Faktakalbar.id, KUBU RAYA – Penanganan kasus penangkaran arwana ilegal di Desa Limbung, Kecamatan Sungai Raya, Kabupaten Kubu Raya, dan di Kota Pontianak berakhir dengan sanksi administratif.
Bayu Suharto dari Stasiun Pengawasan Sumber Daya Kelautan dan Perikanan (PSDKP) Pontianak menegaskan, penindakan itu sesuai aturan Undang-Undang Cipta Kerja (UUCK) yang mengutamakan pendekatan administratif dibanding pidana.
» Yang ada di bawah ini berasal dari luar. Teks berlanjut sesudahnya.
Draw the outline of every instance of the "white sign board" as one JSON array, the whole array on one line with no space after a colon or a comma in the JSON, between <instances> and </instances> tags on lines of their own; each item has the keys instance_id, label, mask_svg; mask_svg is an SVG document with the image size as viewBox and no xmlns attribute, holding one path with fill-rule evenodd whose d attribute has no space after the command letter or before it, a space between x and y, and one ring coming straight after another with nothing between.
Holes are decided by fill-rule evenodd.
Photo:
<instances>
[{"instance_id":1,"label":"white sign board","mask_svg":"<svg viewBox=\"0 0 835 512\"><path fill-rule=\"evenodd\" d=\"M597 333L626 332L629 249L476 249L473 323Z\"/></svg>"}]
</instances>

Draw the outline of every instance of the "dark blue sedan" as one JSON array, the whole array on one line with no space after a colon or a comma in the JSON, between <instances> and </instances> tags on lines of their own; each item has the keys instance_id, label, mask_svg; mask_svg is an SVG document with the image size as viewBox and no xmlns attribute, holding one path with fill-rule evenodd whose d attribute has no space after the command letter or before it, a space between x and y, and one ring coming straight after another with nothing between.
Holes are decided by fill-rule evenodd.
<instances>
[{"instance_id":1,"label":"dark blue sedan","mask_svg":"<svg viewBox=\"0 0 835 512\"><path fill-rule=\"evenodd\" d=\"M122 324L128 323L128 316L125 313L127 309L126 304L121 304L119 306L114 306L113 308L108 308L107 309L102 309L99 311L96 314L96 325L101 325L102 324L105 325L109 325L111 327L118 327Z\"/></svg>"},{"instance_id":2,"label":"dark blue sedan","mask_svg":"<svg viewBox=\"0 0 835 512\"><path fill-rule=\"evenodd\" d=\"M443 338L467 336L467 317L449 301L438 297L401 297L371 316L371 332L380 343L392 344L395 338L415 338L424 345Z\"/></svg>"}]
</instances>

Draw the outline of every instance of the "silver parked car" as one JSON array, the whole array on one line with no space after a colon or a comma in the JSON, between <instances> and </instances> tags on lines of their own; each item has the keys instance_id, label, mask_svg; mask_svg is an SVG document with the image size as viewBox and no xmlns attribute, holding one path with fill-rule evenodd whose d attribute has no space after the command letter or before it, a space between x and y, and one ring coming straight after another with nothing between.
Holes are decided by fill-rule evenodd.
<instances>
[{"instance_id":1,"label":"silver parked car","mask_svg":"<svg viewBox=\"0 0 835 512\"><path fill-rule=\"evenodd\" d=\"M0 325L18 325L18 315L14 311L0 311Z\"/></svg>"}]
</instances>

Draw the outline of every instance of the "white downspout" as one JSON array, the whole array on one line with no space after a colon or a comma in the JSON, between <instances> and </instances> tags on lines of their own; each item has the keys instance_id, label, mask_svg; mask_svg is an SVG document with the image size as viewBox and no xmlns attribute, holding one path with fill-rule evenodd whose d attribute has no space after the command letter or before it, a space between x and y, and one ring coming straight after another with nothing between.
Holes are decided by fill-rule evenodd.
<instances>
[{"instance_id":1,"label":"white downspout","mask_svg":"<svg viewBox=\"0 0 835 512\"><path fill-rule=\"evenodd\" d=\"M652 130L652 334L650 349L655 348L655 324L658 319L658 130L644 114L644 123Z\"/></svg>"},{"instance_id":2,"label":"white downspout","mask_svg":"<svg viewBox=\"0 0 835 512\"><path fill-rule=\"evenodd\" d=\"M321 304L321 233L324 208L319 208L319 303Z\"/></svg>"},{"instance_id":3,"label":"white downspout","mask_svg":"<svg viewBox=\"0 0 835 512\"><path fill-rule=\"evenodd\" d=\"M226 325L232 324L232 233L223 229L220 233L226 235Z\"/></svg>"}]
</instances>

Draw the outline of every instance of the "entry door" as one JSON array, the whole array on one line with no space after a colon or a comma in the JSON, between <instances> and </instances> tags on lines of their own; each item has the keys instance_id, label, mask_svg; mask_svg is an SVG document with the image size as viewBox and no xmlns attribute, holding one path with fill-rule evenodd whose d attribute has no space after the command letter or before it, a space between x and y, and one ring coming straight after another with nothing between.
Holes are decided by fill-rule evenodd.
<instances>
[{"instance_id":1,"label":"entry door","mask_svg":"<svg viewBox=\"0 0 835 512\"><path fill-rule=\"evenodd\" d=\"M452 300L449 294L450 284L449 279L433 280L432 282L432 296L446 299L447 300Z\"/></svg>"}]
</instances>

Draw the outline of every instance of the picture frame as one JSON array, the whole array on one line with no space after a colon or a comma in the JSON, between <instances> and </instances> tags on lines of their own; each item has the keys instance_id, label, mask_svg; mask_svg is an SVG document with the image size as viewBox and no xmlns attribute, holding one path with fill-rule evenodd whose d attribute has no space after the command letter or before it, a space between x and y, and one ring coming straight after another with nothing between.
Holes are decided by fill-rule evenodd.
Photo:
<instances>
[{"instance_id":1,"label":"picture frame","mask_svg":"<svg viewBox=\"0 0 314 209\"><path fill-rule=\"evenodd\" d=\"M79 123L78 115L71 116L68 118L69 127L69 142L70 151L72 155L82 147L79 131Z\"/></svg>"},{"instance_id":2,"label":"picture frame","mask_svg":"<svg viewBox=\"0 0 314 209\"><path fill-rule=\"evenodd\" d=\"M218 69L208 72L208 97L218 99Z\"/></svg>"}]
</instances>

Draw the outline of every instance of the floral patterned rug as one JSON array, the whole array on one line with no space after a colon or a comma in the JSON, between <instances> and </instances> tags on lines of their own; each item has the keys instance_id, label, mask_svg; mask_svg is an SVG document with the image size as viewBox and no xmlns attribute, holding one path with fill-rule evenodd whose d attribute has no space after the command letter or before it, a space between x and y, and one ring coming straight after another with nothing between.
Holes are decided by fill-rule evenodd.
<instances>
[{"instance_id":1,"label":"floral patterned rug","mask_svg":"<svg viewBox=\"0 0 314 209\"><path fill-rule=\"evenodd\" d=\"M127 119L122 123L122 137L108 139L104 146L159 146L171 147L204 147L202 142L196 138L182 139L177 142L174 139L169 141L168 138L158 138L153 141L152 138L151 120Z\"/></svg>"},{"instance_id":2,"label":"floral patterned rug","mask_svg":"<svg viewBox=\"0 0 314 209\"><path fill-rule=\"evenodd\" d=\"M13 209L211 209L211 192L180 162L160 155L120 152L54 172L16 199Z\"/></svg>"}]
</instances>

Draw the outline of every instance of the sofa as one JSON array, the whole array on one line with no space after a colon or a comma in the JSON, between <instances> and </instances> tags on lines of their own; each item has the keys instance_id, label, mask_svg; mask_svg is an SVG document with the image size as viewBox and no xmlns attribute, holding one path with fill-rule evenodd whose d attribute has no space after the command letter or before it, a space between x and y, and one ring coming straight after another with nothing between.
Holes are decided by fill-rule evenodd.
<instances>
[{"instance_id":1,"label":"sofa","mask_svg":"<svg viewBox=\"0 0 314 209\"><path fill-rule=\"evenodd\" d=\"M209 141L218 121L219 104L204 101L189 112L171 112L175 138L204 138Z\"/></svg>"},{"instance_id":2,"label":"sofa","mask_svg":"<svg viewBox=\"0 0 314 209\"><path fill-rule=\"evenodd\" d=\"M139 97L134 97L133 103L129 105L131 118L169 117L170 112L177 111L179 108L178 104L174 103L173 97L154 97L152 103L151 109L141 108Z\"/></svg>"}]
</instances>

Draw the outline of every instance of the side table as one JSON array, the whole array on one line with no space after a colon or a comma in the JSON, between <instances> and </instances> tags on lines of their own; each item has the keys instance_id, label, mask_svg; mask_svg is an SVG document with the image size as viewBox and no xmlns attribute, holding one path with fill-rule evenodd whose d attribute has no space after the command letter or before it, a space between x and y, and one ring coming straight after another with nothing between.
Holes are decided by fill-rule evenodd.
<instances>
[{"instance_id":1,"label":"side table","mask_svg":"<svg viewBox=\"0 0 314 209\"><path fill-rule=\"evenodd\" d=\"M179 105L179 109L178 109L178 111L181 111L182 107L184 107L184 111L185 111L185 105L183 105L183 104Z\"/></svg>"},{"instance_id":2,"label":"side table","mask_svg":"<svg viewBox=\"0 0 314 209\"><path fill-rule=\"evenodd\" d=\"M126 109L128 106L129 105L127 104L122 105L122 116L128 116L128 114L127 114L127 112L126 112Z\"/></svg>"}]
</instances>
“Penindakan dilakukan pada April lalu secara bersama-sama, dan diekspose ke media. Kemudian dilakukan pemeriksaan berjenjang. Intinya, dengan adanya UUCK, sanksi administrasi lebih dikedepankan daripada sanksi pidana,” kata Bayu Suharto saat ditemui di kantornya, Jalan M. Hatta, Kabupaten Kubu Raya, Kamis (28/8).
Bayu menyebut ada dua pelaku yang dikenai sanksi.
Baca Juga: PSDKP Pontianak Temukan 359 Arwana Super Red di Penangkaran Ilegal Desa Limbung
“Pelaku pertama dikenai denda Rp159 juta, pelaku kedua Rp90 juta lebih. Semua uang denda resmi disetorkan ke rekening negara,” ujarnya.
Ia menegaskan, mekanisme penetapan sanksi bukan ditentukan sepihak oleh PSDKP Pontianak.
“Prosesnya melibatkan semua eselon di Kementerian Kelautan dan Perikanan, termasuk instansi lain. Jadi bukan PSDKP Pontianak yang menetapkan besaran dendanya,” katanya.
Menurut Bayu, dasar perhitungan denda merujuk pada Peraturan Pemerintah Nomor 60 Tahun 2007 tentang Konservasi Sumber Daya Ikan serta peraturan menteri terbaru yang memperkuat implementasi UUCK.
“Semua keputusan ada di kementerian pusat,” tambahnya.
Mengenai status barang bukti, yakni ikan arwana yang sempat diamankan, Bayu mengungkapkan semuanya telah dikembalikan kepada pemilik.
Baca Juga: Anggaran Rp7 Triliun Dipertanyakan, BPS Kembali Usulkan Tambahan Dana Rp1,65 T
“Tidak ada yang disita. Namun usaha mereka belum bisa berjalan sampai izin resmi keluar. Kami tetap melakukan pengawasan ketat,” katanya.
Ia menjelaskan, kewenangan penerbitan izin sepenuhnya ada di kementerian pusat.
“PSDKP hanya melakukan pengawasan. Semua izin dikeluarkan pusat, bukan oleh PSDKP Pontianak,” ujar Bayu.
Menurutnya, para pelaku telah beroperasi sejak 2022–2023 dengan skema kerja sama dengan perusahaan lain dan memakai izin perusahaan tersebut. Namun, aturan baru membuat skema itu tidak berlaku lagi.
Diperiksa Kejaksaan Tinggi Kalbar
Kasus ini sempat menimbulkan pertanyaan publik setelah muncul isu bahwa PSDKP Pontianak diperiksa oleh Kejaksaan Tinggi Kalimantan Barat karena dianggap hanya memberikan sanksi ringan. Bayu tidak membantah hal tersebut.